いやそれにしても、先輩の有り様ときたらまったくヒドい。顔と言わず服と言わず、あちこち埃まみれだ。
「先輩、今何を見たか分かりませんけど……」
ボクはポケットから取り出したミニタオルで先輩の顔を拭きながら言い聞かせた。
「……全部気のせいです。忘れて下さい」
「でも陽輔、さっき何か話していたろう?」
眉をひそめながらそう言う先輩の手を引いて、ボクは自転車の方へ歩き始めた。
「ただの独り言ですよ」
ボクの返事に先輩が何か言いかけたが、それを遮るように先輩のスマホが鳴った。
「大塚先輩だ」
スマホのディスプレイを見ながら先輩が呟く。
「もしもし」
先輩が電話に出ると、スマホのスピーカーから慌てふためいた様子の女性の声が漏れ聞こえて来た。どうやら今になって先輩がクルマに乗っていないことに気づいて、慌てて連絡をして来たらしい。
「大丈夫です、先輩。私ももう病院の建物から出てますから。……はい、…………はい。彼氏が迎えに来てくれたんで、一緒に帰ります。引き返してくれなくても大丈夫なんで……」
会話の様子からするに、置き去りにして逃げ出したことを平謝りに謝っているみたいだ。大塚先輩とかいう女の人はともかく、男子連中の面目はまる潰れだろうケド。
「ええ……はい。じゃあ失礼します」
通話を切った先輩はスマホをポケットにしまうと、目を細めてボクの顔をじっと見つめる。

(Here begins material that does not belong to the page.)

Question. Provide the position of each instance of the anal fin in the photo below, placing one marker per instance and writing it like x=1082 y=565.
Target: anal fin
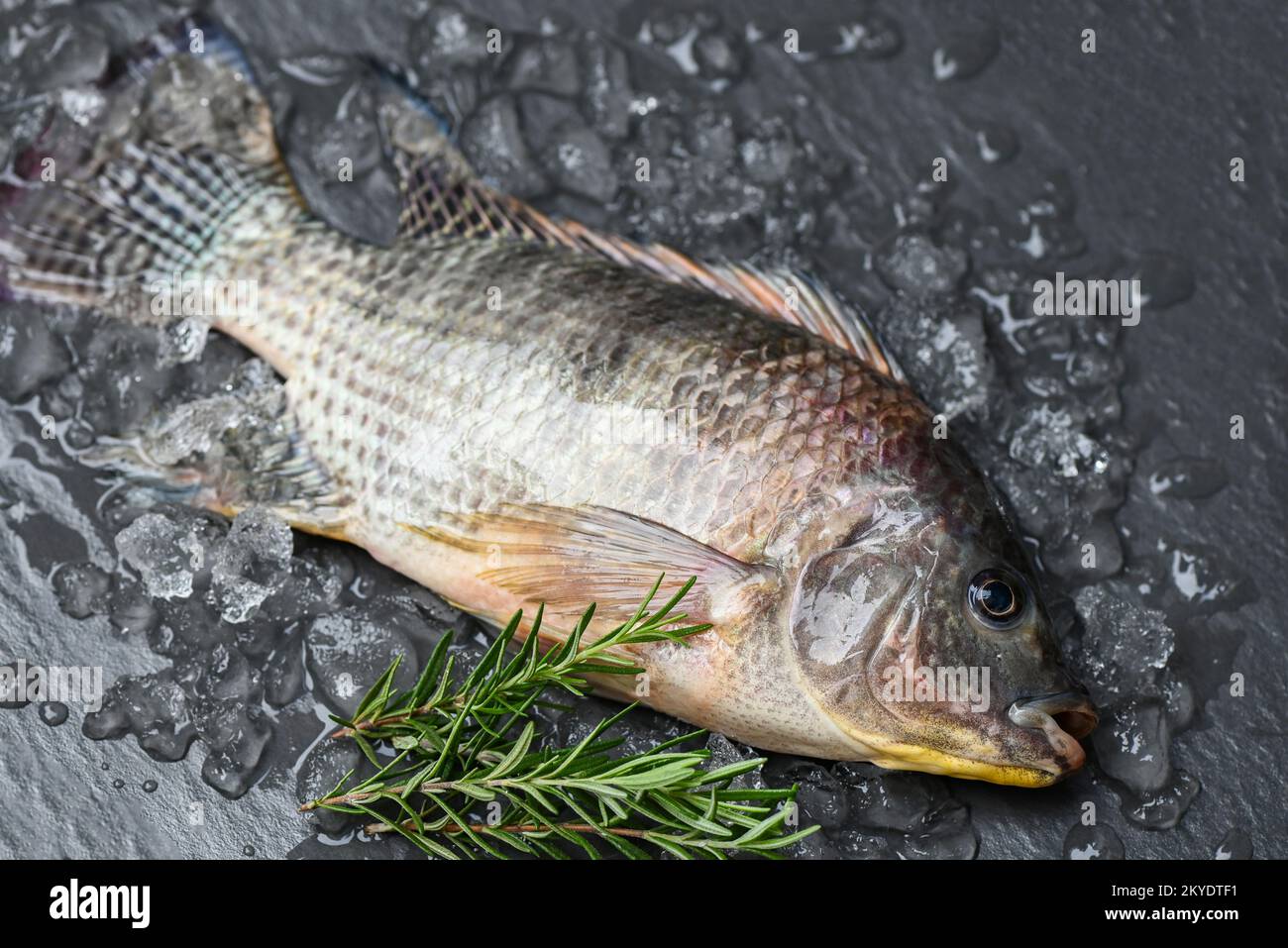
x=567 y=558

「大塚先輩が、今度陽輔にも今日のコト謝りたいって……」
「別にそんな必要はないですケド……。心なしか先輩に睨まれてるような気がするのは錯覚ですか?」
「お前が他の女と関わると何か起こりそうな気がしてイヤなんだ。みかっちのこともあるし」
今度はホントに半眼で睨まれた。
「でもあれ、ボクが悪いワケじゃない気がするんですよ。ボクの女性関係のトラブル、いつもそうなんですよ。先輩と知り合ったのもそうですよ?」
「私と出逢ったのがトラブルか?」
低い声で唸りながら先輩に詰め寄られる。ほら、先輩の方が幽霊より十倍コワイ。
「失言の罰として、帰りにファミレスでイカスミパスタ奢れ!」
見返りの要求が変に即物的だ。
「無理ですよ。夜食なら、アパートに帰ってからボクが作ります」
「なんでだ?」
心底不思議そうに先輩が小首を傾げる。